A mature analytics agent should:

Capture useful workflows discovered during conversation
Convert them into reusable skills
Parameterize the inputs
Replay analyses on future datasets
Maintain methodological consistency

For example, imagine discovering an effective fraud detection workflow while chatting with the agent. Instead of losing that reasoning process, the agent can save it as:

skill: detect_payment_fraud
inputs:
  - start_date
  - end_date
  - region

workflow:
  - identify anomalous transaction velocity
  - compare against historical baselines
  - cluster suspicious accounts
  - score fraud likelihood

Over time, your analytics organization accumulates a library of reusable analytical intelligence instead of isolated dashboard queries.

Best Practices for Reliable AI Analytics

Building a useful analytics agent is less about model intelligence and more about operational discipline.

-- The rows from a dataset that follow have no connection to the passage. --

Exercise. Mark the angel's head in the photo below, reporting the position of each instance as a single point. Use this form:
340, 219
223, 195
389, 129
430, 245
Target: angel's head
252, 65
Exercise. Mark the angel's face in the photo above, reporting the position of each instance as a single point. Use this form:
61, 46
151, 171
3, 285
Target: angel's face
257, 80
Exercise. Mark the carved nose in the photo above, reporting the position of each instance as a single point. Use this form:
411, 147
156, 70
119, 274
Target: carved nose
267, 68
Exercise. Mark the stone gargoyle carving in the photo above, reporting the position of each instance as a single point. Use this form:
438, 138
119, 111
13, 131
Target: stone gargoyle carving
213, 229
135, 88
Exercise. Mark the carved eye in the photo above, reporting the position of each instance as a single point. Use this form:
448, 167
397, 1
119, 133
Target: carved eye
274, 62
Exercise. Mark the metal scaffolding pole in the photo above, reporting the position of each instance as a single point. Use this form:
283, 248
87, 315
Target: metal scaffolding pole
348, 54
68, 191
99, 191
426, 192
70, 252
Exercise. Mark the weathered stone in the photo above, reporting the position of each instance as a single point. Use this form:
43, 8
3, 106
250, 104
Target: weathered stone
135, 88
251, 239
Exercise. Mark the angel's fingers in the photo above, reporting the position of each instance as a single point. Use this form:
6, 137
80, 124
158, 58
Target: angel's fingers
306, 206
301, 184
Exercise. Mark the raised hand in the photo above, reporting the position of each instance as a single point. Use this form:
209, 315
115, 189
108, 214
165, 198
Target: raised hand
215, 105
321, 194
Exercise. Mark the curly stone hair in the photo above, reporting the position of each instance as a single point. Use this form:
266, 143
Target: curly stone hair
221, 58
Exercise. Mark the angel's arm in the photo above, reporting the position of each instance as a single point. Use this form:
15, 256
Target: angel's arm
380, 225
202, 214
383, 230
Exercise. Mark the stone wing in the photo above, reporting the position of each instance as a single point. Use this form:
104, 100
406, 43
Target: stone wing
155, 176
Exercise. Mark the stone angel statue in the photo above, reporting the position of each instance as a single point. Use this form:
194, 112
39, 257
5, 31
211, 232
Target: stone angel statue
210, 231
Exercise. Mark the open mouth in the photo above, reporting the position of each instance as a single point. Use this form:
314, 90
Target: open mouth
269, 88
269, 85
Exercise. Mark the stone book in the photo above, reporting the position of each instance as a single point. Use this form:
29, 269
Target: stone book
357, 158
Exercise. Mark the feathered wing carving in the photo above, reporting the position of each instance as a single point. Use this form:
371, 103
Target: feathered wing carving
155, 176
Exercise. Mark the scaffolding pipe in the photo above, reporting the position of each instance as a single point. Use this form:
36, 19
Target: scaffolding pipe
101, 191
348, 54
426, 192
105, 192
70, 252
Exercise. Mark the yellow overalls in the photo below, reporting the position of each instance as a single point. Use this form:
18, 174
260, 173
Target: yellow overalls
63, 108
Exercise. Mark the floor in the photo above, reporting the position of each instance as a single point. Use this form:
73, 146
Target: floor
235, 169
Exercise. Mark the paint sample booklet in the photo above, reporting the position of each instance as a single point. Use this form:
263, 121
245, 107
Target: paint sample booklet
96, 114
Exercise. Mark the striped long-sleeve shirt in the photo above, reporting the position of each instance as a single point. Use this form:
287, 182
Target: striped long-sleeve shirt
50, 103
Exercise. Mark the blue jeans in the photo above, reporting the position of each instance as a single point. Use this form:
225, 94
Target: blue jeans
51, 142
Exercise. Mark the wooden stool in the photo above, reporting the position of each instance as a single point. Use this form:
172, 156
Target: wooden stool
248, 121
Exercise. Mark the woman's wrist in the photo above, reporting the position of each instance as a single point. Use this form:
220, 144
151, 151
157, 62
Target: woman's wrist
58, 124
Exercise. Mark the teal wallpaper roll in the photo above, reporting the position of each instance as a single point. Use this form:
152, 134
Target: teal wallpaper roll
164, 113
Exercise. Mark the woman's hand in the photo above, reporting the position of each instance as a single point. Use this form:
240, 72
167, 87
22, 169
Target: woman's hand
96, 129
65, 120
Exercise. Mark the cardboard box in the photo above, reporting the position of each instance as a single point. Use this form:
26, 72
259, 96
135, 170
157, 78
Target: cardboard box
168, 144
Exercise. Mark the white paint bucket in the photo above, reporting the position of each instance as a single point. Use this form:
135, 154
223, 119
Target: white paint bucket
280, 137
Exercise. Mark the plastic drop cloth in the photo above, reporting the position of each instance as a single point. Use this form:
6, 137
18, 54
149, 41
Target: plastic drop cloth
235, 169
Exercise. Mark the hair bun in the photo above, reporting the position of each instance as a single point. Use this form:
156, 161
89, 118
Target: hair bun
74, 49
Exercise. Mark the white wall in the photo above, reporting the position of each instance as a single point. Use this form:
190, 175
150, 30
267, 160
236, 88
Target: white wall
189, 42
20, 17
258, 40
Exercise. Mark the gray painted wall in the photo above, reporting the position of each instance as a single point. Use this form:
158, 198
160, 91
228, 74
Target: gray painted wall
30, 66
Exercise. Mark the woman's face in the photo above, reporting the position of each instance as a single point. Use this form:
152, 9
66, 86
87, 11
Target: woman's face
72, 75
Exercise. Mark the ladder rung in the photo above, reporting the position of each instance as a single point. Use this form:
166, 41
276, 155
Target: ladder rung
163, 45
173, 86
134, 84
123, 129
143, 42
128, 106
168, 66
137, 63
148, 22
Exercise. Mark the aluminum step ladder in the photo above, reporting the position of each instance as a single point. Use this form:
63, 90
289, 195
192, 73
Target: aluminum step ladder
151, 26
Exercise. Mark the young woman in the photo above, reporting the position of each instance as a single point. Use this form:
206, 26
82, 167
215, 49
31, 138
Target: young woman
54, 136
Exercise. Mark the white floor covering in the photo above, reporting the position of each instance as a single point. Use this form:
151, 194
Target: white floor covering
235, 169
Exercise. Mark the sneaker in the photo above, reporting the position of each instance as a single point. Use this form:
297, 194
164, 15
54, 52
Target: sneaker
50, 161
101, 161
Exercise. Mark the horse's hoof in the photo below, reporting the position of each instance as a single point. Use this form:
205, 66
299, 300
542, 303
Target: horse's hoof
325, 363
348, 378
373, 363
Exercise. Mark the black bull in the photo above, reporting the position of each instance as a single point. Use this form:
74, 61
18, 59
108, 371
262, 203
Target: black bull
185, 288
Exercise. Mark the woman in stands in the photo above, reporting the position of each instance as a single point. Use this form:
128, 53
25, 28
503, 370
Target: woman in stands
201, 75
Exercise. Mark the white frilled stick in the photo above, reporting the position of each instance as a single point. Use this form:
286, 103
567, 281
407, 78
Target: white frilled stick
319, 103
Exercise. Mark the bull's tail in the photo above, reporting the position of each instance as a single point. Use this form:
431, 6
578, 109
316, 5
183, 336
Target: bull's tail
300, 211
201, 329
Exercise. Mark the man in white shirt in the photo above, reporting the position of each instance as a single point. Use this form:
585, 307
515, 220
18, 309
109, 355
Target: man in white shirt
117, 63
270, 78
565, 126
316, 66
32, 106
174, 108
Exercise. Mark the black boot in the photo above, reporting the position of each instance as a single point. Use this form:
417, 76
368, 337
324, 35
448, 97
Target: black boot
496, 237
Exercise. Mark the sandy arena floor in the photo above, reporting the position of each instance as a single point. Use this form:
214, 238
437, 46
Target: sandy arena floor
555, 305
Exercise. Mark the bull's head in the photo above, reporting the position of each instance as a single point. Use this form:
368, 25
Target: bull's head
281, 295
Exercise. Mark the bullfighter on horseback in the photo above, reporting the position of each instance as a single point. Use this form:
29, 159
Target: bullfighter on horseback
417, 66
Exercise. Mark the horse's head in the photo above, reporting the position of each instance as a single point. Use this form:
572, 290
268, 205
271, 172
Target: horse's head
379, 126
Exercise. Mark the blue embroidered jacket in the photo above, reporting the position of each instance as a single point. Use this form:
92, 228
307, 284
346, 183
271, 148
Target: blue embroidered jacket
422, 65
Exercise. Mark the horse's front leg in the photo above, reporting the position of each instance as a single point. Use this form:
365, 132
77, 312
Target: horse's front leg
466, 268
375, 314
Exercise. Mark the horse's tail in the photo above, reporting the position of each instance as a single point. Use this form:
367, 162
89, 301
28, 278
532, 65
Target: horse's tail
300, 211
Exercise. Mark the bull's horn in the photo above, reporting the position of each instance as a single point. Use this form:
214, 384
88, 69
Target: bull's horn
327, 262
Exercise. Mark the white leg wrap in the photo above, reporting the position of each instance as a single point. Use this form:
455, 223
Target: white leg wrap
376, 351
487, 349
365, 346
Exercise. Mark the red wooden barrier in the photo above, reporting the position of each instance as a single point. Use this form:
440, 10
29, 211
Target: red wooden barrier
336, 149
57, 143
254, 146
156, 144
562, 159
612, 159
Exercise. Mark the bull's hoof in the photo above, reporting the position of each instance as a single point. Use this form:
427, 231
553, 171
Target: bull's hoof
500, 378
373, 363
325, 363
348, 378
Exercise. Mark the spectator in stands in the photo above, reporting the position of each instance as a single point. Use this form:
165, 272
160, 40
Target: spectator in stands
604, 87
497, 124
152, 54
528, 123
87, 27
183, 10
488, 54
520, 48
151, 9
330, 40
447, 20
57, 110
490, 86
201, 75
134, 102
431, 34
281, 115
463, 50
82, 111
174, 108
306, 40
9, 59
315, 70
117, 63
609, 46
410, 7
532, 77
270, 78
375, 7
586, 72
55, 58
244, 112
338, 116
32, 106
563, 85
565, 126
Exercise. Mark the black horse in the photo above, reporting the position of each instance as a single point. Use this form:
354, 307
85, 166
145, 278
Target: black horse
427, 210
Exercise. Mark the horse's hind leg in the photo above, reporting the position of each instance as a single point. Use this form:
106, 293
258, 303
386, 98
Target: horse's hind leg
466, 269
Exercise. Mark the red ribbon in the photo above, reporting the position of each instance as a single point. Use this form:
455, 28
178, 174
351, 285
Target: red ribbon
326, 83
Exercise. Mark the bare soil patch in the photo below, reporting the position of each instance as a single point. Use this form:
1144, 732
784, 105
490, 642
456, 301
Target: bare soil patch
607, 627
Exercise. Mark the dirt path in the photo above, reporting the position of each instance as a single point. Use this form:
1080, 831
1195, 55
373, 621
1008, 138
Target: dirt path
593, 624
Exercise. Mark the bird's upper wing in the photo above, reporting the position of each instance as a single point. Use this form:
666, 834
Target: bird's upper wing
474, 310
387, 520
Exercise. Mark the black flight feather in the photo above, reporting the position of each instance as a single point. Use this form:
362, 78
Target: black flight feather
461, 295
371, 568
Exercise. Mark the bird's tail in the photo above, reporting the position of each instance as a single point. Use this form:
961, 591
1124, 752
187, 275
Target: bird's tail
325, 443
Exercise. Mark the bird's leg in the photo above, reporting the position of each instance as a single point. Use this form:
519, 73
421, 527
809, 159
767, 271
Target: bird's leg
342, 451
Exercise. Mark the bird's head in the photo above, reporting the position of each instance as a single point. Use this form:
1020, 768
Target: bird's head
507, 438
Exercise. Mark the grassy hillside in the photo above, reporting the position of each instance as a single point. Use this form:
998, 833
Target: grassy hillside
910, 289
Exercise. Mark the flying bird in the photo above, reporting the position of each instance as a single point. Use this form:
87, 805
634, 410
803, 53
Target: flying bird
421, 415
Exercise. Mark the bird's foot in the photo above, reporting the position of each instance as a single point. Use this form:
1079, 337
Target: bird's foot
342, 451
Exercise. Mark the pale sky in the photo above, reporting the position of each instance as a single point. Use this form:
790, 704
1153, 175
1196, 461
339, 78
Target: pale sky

Here are the practices that matter most:

Always use a semantic layer: Raw schemas are not enough for reliable business analytics.
Encode business definitions centrally: Never let metrics drift between prompts.
Treat successful analyses as assets: Save reusable workflows as skills.
Require explainability: The agent should explain assumptions before querying.
Constrain SQL generation: Safe defaults reduce hallucinations and expensive queries.
Start exploratory queries small: Limit rows before running warehouse-scale scans.
Separate reasoning from execution: Semantic planning should happen before query generation.

The future of analytics agents is not simply "natural language to SQL." The real opportunity is building systems that preserve institutional analytical reasoning and make it reusable.